1977 was the final year of the Triple Crown and there certainly were some fireworks in the Late Model feature as Ron Tilley and Dave Chase seemed to disagree over some real estate. At the end of the 35-lap late model feature it was the old veteran Bill Wrich of Kennard, who came from near the back of the pack to catch Kent Tucker with two laps to go and take home the win. Jerry Wancewicz, Bill Chrisman and young Joe Kosiski rounded out the top five. 

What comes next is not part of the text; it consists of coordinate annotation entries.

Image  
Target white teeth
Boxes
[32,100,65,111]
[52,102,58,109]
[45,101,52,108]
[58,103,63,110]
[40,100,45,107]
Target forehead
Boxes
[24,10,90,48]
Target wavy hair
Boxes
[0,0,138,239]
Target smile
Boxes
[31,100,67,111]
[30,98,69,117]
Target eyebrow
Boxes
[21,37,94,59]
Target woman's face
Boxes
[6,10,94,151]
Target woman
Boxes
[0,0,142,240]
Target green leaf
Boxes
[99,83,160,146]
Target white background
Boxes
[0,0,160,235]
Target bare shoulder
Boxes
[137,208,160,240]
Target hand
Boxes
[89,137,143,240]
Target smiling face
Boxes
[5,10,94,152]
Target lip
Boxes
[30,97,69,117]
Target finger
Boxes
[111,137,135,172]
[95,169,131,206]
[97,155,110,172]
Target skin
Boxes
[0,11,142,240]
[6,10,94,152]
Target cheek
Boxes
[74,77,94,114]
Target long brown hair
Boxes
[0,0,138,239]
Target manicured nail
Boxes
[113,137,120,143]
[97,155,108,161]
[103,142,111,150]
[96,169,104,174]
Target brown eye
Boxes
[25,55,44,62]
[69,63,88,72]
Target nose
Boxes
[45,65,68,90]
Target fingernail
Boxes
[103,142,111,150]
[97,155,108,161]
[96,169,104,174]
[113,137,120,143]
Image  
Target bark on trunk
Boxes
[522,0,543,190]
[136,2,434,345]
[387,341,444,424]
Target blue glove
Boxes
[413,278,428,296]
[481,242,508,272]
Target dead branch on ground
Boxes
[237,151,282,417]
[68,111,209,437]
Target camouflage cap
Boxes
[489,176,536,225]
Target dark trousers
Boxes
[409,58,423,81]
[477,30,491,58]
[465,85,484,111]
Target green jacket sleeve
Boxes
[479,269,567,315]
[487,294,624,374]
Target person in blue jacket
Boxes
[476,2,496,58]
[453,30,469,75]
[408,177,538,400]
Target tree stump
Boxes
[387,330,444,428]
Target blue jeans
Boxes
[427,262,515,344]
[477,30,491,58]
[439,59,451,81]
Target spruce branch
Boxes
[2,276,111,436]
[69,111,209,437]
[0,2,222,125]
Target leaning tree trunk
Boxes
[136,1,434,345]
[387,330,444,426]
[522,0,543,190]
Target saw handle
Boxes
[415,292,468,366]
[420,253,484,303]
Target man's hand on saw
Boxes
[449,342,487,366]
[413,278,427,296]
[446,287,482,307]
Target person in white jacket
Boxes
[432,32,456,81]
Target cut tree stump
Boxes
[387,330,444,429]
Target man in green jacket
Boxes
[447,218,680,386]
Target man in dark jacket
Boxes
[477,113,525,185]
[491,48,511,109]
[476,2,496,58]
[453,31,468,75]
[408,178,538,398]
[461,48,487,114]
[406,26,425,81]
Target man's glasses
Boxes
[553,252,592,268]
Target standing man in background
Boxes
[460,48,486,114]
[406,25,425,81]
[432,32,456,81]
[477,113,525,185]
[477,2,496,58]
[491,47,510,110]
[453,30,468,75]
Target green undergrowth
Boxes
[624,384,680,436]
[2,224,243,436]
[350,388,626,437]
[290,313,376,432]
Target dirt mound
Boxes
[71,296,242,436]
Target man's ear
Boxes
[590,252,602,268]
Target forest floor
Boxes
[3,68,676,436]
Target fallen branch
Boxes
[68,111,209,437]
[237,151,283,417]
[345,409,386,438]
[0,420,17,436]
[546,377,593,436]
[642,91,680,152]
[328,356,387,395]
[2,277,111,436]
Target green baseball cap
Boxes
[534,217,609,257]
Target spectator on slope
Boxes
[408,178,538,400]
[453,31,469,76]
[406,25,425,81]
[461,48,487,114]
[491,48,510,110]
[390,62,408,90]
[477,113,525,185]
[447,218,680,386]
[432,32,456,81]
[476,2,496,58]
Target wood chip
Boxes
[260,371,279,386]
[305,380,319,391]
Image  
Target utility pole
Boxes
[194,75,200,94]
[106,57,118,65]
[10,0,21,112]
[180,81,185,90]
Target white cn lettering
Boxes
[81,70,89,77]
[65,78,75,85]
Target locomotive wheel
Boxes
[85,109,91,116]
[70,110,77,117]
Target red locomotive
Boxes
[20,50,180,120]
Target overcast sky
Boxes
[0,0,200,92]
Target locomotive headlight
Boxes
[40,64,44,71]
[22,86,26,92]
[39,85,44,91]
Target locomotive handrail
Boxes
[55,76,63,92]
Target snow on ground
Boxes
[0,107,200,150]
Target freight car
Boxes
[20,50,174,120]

In the Modified feature, 1975 race winner Jim Goettsche had to hold off the hard-charging Bobby Layne to preserve the win. Mike Shafer, Randy Droescher and Ray Haase followed. In the Sprint car portion, it was Don Weyhrich moving up the Sprint Car ranks from the Modifieds who put his famed $1.98 in the winner’s circle. Defending race champion Lonnie Jensen was second with Bill Mellenberndt, Rich Brahmer and Jim Goettsche doing double duty rounding out the top five.
During the race’s five-year history, it provided eastern Nebraska race fans with some fast, exciting year end racing.

1 comment:

  1. Great read...thanks. The names of the great drivers from Nebraska are flooding my mind right now: Tucker, Martin, Tilley, Wrich...and many not mentioned, like Bob Kosiski, Eddie Morris, Glen Robey and more. My brother, Rob Taylor, was also a top competitor at Sunset Speedway in the late seventies into the mid 1990's!